Könnte daran liegen, dass 70% der Spieler nurnoch ihre Dmg-Rota-Knöpfchen in der Leiste haben und so Dinge wie Fear, Frostbolt (auch als Nicht-Frostmage) oder Wurzeln, etc ... gänzlich ihrer Existenzberechtigung beraubt wurden.
Habe selbst keinen Beta-Key, aber habe bei einem Kollegen mehrere Male die Klassen durchgetestet und keinerlei Schwierigkeiten mit zu wenig HP oder Mana gehabt, nahe dem Tod kommt man schon garnicht wenn man anständig spielt.
Daher stelle ich einfach mal die Behauptung auf, dass jegliche Beschwerden von Spielern kommen, welche zu sehr an die WotlK-Manie (völlig egal wann man angefangen hat zu spielen) gewöhnt sind und ein Problem damit haben, dass die Mobs nichtmehr nach 5 Sekunden liegen und man mit 100%/100% aus dem Kampf geht.



Forneleiche schrieb:


> Und am Ende bekommt die ganze WoW-Com Ihre Suppe wieder vorgekaut, das ich nicht lache. WoW zu schwer, *ich denke das wird ein Eigentor von der Com.*


Wär ja nicht das erste ... so langsam gehts in den 3-stelligen Bereich.


----------



## Cybereule (6. September 2010)

TheGui schrieb:


> Wie sagt Barlow?
> 
> generation Lich King!



Barlow in Ehren (oh..hm...ein Schaf...hm xD <3) aber verallgemeinern kann man es nicht!!!


----------



## Chrisjee (6. September 2010)

> casuals aus der beta bannen!


Und dich aus WoW. 


			Dieser Inhalt steht nur eingeloggten Mitgliedern zur Verfügung.


----------



## Derulu (6. September 2010)

mariglö schrieb:


> stimme dir voll und ganz zu!



Hihi, euch möchte ich sehen, wenn zu einer Beta wirklich nur Leute zugelassen werden würden, die das Spiel nicht nur in ihrer Freizeit (wenn man Casual mal wörtlich übersetzt) sondern Berufsmäßig spielen (dh. die damit ihr Geld verdienen, also Pro[fi]s) und alles nur nach deren Wunsch gestaltet werden würde, auch das Leveln. Na da würdet ihr auch freuen


----------



## Anomali10 (6. September 2010)

Um meine Meinungals Betatester zu äußern: Ich habe bisher nur auf Level 82 spielen können und war nur in Vashir, Hiyal und Deepholme. Alle 3 Gebiete fand ich nicht zu schwer, aber auch nicht wirklich einfach. Dazu muss ich erwähnen, dass ich meinen Magier hochspiele, der ein recht gutes gear vorzuweisen hat. Und auch die ersten Instanzen sind knackig, aber nicht unschaffbar.
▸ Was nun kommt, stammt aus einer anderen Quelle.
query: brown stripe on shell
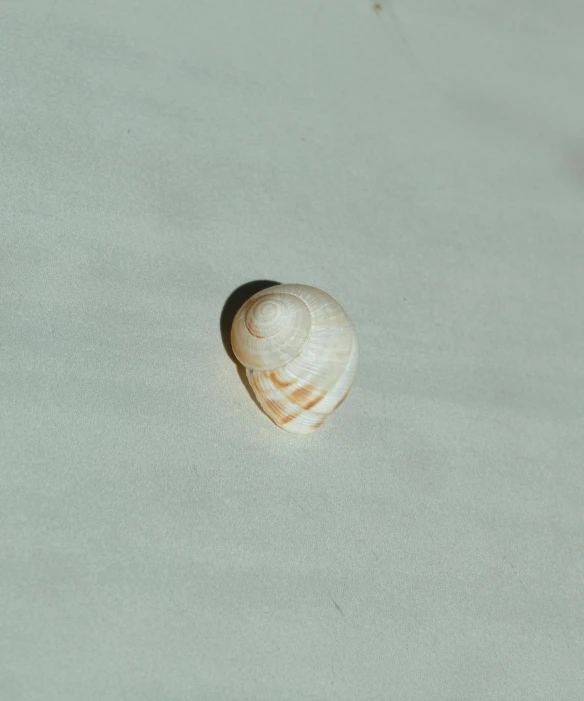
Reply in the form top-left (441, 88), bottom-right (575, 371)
top-left (260, 394), bottom-right (300, 426)
top-left (268, 370), bottom-right (296, 389)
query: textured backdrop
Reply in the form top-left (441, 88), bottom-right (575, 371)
top-left (0, 0), bottom-right (584, 701)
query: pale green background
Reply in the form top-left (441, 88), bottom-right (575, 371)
top-left (0, 0), bottom-right (584, 701)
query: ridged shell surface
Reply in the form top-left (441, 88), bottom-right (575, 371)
top-left (231, 285), bottom-right (359, 434)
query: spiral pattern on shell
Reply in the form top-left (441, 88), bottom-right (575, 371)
top-left (231, 285), bottom-right (359, 434)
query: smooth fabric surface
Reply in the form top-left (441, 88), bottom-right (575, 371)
top-left (0, 0), bottom-right (584, 701)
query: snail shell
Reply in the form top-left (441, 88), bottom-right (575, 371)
top-left (231, 285), bottom-right (359, 434)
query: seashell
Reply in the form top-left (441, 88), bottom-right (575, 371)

Die meisten Spieler beschweren sich allerdings über Uldum und Schattenhochland. Darüber kann ich leider noch nichts sagen. Sollte es aber wirklich schwer sein, dann finde ich, ist der Wunsch vieler WoW- Spieler endlich in Erfüllung gegangen, denn kein 08/15-ich-bin-nur-zur-hälfte-im-Spiel-die-andere-hälfte-sieht-fern-Spieler, oder solche, die wirklich keinen Dunst haben, was sie eigentlich machen, werden dann riesen Probleme haben, sich in den Instanzen zu beweisen.
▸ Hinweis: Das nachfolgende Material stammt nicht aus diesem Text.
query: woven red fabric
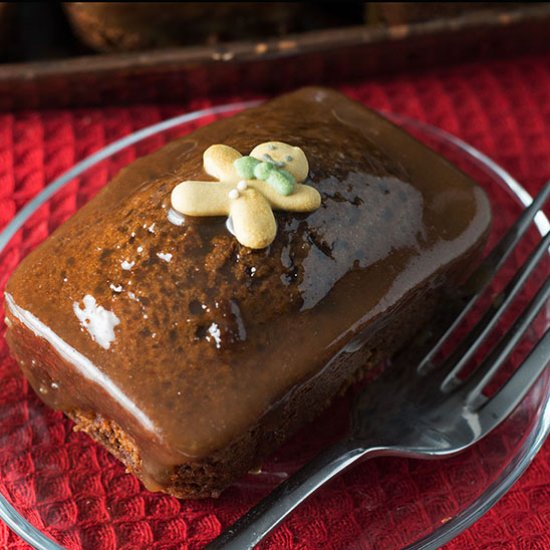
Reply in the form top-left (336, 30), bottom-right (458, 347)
top-left (0, 50), bottom-right (550, 550)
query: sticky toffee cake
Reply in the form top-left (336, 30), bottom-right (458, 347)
top-left (5, 88), bottom-right (490, 498)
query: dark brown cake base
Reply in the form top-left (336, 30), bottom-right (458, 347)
top-left (8, 278), bottom-right (452, 498)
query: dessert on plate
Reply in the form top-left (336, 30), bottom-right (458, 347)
top-left (5, 88), bottom-right (490, 498)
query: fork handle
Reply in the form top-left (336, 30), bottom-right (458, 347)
top-left (206, 441), bottom-right (382, 550)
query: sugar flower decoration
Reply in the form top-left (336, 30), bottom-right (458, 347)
top-left (171, 141), bottom-right (321, 249)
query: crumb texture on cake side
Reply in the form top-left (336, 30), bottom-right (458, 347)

Und ich hoffe auch, dass Blizzard diese Schwierigkeit in die Raids einbringt, denn dann kommen wieder gute Spieler zum Vorschein die sich wirklich mit dem Spiel befassen und die Mechaniken komplett verstehen usw.


----------



## Cybereule (6. September 2010)

Anomali10 schrieb:


> Sinnvoller Post
> 
> 
> Dieser Inhalt steht nur eingeloggten Mitgliedern zur Verfügung.


Ich denke Uldum und Schattenhochland als 83-85 Zone gestalten sich deshalb schwierig, weil der Dmg und HP Aufschub prozentual in diesen Zonen am höchsten aufsteigt, aber das Gear meistens noch aus den anderen Zonen ist (Questbelohnungen) und die sekundären Werte prozentual fallen!


----------



## nrg (6. September 2010)

Jeder der hier rumschreit mit Casuals bannen sollte sich endgültig mal darüber klar werden wer die größte Gruppe an Zahlern bei Blizzard ist. 

<1% Progamer
4% Möchtegern- oder Pseudoprogamer (Großes Maul, wenig Leistung)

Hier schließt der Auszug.